Question 134542
You either meant: {{{2*log(3,(x+4))=log(3,(9+2))}}} or {{{2*log(3,(x+4))=(log(3,9))+2}}}


Let's assume you meant the first one:

{{{n*log(b,x)=log(b,x^n)}}}, so:


{{{log(3,(x+4)^2)=log(3,11)}}}


=> {{{(x+4)^2=11}}}


{{{x+4=sqrt(11)}}} or {{{x+4=-sqrt(11)}}}


and finally, {{{x=-4+-sqrt(11)}}}


However, since {{{9<11<16}}}, {{{3<sqrt(11)<4}}}.  That means that {{{-4+sqrt(11)>-1}}} and {{{-4-sqrt(11)<-7}}}.


The domain of {{{log(b,x)}}} is {{{0<x<infinity}}}, so the domain of {{{log(3,(x+4))}}} must be {{{-4<x<infinity}}}


Therefore, {{{-4-sqrt(11)}}} must be excluded since it represents a value that would make {{{x+4}}} be outside of the domain of {{{log(3,(x+4))}}}.  


{{{-4+sqrt(11)+4}}} is in the domain of {{{log(3,(x+4))}}}, therefore {{{x=-4+sqrt(11)}}} completely describes the solution set for the given equation.
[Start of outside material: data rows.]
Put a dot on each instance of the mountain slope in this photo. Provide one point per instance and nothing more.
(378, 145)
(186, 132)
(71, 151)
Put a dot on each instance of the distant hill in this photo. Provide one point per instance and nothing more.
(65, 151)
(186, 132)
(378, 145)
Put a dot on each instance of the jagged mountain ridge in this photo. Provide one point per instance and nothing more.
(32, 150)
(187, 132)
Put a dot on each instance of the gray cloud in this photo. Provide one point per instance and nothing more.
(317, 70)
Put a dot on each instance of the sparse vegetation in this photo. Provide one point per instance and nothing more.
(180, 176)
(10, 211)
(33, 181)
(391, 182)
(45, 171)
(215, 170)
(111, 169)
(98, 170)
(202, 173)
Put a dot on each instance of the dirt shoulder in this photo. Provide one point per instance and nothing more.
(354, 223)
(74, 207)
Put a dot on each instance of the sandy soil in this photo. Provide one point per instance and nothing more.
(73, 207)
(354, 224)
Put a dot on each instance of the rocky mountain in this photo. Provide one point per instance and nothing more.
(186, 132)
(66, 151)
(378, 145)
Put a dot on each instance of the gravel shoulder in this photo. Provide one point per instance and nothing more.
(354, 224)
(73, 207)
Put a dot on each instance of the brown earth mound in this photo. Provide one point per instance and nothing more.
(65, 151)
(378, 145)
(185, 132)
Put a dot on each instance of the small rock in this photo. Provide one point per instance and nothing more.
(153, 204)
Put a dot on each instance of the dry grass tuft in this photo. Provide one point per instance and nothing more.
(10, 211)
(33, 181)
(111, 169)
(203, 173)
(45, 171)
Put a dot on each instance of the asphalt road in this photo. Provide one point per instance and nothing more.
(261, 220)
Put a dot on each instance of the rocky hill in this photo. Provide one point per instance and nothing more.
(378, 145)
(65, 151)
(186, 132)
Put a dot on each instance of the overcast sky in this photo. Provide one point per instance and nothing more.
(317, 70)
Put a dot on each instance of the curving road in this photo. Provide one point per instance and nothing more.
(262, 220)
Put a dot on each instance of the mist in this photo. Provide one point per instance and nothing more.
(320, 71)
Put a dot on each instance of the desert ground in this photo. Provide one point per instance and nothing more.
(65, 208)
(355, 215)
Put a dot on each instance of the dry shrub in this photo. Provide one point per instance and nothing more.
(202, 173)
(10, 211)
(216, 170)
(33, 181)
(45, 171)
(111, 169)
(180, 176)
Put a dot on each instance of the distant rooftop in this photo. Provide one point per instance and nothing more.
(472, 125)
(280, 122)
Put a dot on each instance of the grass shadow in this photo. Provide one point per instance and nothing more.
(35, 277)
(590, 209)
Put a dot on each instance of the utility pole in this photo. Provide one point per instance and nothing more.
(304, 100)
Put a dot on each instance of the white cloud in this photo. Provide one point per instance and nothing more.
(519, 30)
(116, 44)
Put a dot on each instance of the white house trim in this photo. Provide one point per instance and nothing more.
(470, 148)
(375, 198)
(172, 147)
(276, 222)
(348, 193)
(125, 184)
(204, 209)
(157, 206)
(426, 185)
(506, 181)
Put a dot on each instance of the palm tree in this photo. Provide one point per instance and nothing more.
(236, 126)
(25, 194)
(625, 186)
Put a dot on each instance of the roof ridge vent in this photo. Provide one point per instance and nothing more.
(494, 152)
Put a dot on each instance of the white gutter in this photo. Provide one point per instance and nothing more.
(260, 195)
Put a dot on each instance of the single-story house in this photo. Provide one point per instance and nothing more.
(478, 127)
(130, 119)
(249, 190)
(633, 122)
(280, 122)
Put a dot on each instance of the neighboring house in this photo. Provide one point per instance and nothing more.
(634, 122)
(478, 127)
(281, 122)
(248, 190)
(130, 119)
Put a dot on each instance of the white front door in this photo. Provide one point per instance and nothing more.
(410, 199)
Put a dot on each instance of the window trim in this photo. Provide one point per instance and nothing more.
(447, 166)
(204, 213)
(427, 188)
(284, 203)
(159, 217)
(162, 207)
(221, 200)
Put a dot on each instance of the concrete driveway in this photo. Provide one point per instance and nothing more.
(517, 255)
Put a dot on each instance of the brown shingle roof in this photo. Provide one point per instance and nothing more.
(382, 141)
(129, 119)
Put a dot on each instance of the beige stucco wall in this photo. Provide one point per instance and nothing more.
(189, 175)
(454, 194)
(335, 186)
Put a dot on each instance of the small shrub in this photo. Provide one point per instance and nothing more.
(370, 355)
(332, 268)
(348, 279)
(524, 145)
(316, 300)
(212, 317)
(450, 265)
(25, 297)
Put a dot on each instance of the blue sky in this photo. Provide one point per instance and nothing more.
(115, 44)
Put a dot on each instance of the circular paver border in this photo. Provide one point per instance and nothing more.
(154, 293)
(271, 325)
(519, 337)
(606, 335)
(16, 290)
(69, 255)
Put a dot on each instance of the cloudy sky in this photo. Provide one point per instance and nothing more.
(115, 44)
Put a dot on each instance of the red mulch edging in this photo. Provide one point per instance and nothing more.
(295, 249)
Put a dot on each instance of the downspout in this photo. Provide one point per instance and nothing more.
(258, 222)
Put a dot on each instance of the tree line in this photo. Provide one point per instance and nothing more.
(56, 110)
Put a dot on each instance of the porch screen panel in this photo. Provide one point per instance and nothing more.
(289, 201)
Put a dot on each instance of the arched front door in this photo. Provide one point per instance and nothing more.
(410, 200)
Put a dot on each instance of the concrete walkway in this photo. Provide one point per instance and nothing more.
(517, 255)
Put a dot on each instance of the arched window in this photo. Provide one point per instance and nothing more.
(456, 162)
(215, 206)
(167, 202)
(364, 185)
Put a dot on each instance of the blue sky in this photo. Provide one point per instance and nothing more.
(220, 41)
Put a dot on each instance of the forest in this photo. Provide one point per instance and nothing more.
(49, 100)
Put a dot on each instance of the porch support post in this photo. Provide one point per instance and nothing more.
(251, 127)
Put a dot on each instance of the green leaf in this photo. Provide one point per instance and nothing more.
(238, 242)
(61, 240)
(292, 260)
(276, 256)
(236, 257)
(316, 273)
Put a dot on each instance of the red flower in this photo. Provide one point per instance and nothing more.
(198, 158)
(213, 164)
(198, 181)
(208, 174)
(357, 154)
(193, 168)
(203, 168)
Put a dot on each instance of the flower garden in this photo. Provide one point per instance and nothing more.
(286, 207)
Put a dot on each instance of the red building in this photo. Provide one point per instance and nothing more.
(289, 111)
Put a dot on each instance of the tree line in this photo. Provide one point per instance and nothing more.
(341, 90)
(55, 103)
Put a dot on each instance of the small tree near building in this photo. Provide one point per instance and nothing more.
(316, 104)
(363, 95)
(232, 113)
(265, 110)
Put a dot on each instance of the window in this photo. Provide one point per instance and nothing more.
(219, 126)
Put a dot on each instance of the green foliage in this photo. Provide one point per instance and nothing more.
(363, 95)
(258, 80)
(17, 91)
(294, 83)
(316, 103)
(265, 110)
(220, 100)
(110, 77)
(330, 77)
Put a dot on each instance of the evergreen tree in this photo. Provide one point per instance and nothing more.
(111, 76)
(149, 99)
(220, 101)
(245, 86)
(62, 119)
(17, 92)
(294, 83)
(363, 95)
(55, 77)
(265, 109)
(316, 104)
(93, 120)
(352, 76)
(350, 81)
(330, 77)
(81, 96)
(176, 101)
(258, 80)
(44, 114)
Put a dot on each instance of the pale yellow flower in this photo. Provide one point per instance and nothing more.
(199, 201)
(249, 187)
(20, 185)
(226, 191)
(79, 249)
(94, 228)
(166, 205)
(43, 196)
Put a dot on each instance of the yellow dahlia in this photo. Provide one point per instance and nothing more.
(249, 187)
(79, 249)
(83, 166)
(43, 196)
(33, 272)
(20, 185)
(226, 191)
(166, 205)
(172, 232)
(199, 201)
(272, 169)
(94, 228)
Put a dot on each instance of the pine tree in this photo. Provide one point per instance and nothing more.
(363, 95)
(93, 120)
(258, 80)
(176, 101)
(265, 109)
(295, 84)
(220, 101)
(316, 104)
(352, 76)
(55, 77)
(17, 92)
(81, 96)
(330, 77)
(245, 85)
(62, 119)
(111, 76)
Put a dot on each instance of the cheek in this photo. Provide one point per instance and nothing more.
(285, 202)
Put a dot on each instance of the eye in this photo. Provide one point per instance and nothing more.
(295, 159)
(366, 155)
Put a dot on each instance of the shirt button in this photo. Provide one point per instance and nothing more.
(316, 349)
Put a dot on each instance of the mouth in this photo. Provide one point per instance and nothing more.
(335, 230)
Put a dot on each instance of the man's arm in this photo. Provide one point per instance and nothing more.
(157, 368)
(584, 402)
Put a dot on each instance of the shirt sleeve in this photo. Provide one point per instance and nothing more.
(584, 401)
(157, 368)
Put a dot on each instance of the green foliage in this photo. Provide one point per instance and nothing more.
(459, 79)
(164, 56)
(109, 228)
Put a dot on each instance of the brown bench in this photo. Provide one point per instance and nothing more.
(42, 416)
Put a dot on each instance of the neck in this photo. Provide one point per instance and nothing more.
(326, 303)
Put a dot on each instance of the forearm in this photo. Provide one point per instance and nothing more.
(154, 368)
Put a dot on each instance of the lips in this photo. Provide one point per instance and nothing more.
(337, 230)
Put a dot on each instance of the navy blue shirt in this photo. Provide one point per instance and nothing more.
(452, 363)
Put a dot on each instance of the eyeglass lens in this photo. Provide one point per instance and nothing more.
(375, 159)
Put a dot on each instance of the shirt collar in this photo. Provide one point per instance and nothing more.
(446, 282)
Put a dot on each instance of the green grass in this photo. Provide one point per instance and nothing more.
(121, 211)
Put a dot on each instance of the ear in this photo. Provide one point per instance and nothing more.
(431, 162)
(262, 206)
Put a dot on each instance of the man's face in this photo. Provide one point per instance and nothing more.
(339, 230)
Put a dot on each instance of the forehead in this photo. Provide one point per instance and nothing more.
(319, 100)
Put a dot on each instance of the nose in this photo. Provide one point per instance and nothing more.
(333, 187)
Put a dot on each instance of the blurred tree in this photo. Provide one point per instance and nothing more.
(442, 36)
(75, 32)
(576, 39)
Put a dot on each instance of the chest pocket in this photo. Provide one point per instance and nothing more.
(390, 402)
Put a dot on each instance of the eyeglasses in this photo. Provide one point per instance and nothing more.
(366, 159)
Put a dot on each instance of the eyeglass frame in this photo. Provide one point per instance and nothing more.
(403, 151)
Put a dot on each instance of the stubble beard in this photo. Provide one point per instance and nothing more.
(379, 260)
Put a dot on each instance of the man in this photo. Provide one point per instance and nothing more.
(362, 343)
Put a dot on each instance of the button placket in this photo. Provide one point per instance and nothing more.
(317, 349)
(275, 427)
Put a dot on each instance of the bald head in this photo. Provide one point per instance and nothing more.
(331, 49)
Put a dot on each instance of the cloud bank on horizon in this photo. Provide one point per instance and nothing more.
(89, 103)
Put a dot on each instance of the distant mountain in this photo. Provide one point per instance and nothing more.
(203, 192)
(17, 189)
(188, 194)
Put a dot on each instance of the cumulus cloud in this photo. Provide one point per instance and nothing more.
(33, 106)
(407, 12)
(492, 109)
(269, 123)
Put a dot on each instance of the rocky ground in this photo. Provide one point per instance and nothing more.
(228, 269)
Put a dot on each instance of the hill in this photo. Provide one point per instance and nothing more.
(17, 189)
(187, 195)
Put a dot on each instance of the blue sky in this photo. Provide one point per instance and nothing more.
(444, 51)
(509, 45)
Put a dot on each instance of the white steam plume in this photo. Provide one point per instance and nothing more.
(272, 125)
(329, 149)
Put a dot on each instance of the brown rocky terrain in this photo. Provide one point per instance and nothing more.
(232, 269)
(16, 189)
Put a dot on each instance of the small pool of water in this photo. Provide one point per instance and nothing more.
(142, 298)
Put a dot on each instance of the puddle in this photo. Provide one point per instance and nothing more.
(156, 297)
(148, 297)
On the other hand, if you really meant:


{{{2*log(3,(x+4))=(log(3,9))+2}}}


Then begin with the same rule for logarithms used above, namely: {{{n*log(b,x)=log(b,x^n)}}} to write:


{{{log(3,(x+4)^2)=(log(3,9))+2}}}


Since {{{log(b,x)=y}}} if and only if {{{b^y=x}}}, we can say {{{log(3,9)=y}}} if and only if {{{3^y=9}}} and therefore {{{log(3,9)=y=2}}}, hence:


{{{log(3,(x+4)^2)=2+2=4}}}


Again using {{{log(b,x)=y}}} if and only if {{{b^y=x}}}, we can write:


{{{(x+4)^2=3^4}}}


Taking the square root of both sides:


{{{x+4=3^2}}} or {{{x+4=-(3^2)}}}


And
{{{x=5}}} or {{{x=-13}}}.  Using the same logic as above, exclude any root less than -4.  {{{x=5}}} is the single element of the solution set.